Where too much democracy is never enoughedited by Peter Fray
with works by Benjamin Wallace-Wells, Luke Brinker, Janet Hook, Philip Bump, Ezra Klein and David Wasserman
Read their full stories by clicking on their names in bold below
The battle for the Democratic and Republic presidential nomination is the greatest political spectator sport on earth: a rhetorical river that just rolls on and over this nation every night for months on end.
Only Bruce Springsteen, 66, whose current and seemingly never-ending tour is called The River, takes on as many gigs and is so vocal. (Of course, if the Boss were to run for office, he’d be a shoo-in.)
If you care about politics, we are watching the pre-nup wrangle of the battle to become the most powerful person on earth. If you don’t, there’s Donald Trump, 69, and Bernie Sanders, 74.
That’s too glib. Sanders and Trump have exposed a dirty and not-so-secret facet of US contemporary politics: that many voters, and not just the younger ones, appear to have lost faith in the ability of establishment politicians to deliver real solutions.
To what extent they have redefined the landscape will become clear in the next few days, when 10 states hold their primaries for both parties on what’s called Super Tuesday.
So as a primer, here are some recent articles by political journalists on three of the big themes of the election thus far:
Millennial voters (born post-1980) are going to have a huge say in the outcome;
Trump’s rise means the Republican Party is broken;
Marco Rubio, 44, is the only person who can stop Trump.

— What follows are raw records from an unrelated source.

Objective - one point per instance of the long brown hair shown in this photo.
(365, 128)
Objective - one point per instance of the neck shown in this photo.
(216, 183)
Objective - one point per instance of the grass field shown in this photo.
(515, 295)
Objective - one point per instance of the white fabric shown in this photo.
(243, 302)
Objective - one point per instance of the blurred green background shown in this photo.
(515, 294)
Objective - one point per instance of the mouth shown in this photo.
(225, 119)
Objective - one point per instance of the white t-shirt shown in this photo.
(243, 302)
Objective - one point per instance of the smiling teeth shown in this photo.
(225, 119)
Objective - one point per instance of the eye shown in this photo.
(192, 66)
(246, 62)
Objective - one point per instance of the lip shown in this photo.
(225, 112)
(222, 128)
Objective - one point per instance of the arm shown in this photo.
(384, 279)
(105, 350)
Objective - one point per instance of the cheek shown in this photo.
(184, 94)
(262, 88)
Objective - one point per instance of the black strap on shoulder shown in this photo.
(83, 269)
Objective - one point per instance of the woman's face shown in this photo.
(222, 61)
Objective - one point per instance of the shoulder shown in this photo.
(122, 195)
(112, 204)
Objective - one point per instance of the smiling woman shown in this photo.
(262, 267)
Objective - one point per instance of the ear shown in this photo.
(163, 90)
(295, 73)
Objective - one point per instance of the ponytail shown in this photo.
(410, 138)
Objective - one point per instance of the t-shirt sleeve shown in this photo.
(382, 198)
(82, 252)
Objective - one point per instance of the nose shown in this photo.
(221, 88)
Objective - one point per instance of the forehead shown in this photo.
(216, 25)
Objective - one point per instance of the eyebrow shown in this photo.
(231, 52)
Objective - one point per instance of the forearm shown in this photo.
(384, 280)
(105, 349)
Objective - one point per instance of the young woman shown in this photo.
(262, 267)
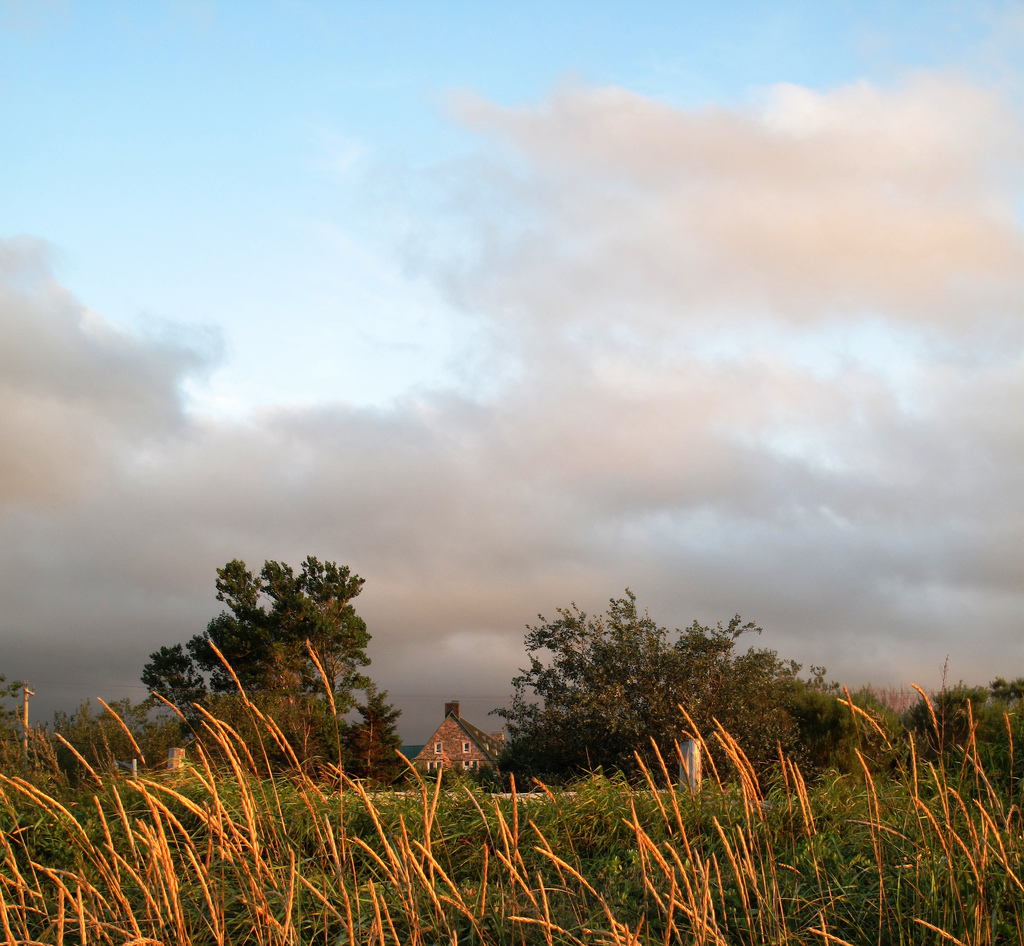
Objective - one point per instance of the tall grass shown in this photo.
(228, 851)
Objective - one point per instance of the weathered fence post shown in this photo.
(689, 765)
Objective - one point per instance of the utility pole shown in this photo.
(25, 730)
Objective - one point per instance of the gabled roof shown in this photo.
(489, 746)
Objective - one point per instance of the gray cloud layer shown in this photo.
(763, 360)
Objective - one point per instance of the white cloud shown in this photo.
(765, 360)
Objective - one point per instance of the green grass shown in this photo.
(227, 852)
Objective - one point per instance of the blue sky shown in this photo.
(508, 307)
(250, 169)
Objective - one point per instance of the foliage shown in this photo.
(288, 639)
(235, 852)
(374, 742)
(600, 688)
(118, 733)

(Conventional wisdom has it that Ted Cruz, 45, the other leading Republican, is too right wing to gain the nomination. That remains to be seen.)
The other great narrative in the race is Hilary Clinton, 69, who will be the subject of the next newsletter.
Here's Benjamin Wallace-Wells, writing in the New Yorker, about the current state of play. A bit Trump-ified (as much media is right now) and perhaps too much information about South Carolina, but it outlines the landscape nicely: anyone but Trump, right?
We'll get back to The Donald. Here's what I mean about the millennials. They're everywhere. Some say they are going to decide the left side of the race. That seems less likely.
But here's an explanation as to why they are flocking to Sanders the socialist. He talks their language, according to Luke Brinker writing on .Mic, a journalistic upstart.
And for good measure, here's what the millennials think ails America: it's corrupt, greedy and unequal. That's certainly fertile ground for a candidate promising political revolution.
The question of the young adult vote (if 30 plus is young) and its power has been given a sharper edge by a vital statistic: as many millennials are eligible to vote this year as baby boomers. This was explored with some precision by Janet Hook, writing in The Wall Street Journal.
But is Hook overstating the case? It might be all be a terrible misunderstanding, argues Philip Bump, the in-house political blogger at the Washington Post.
He reckons nothing much has changed and besides, talk is cheaper than action.
The real question is, will the millennials get out and vote in greater numbers than the boomers or more mature voters, the mainstay of the active US electorate?
Guess we'll have an inkling on Tuesday.
Enough about the Democrats. The nation is obsessed with Trump and his challenge to political orthodoxy, the Republican establishment and well everyone else from the Pope down.
There's no end of material on the subject, but this analysis byEzra Klein on Vox seems to hit the spot. So, if the Republican party is really broken, who can fix it?
Marco can? Or so suggests David Wasserman on FiveThirtyEight.
But of course all that pre-supposes a fix is needed and that Trump would be a menace to democracy and virtually everything else good on American soil and beyond.
This may prove to be so.
But the point is, there are plenty of Americans who would strongly beg to differ and come Tuesday their voice, loud as it now is, is expected to become a deafening roar.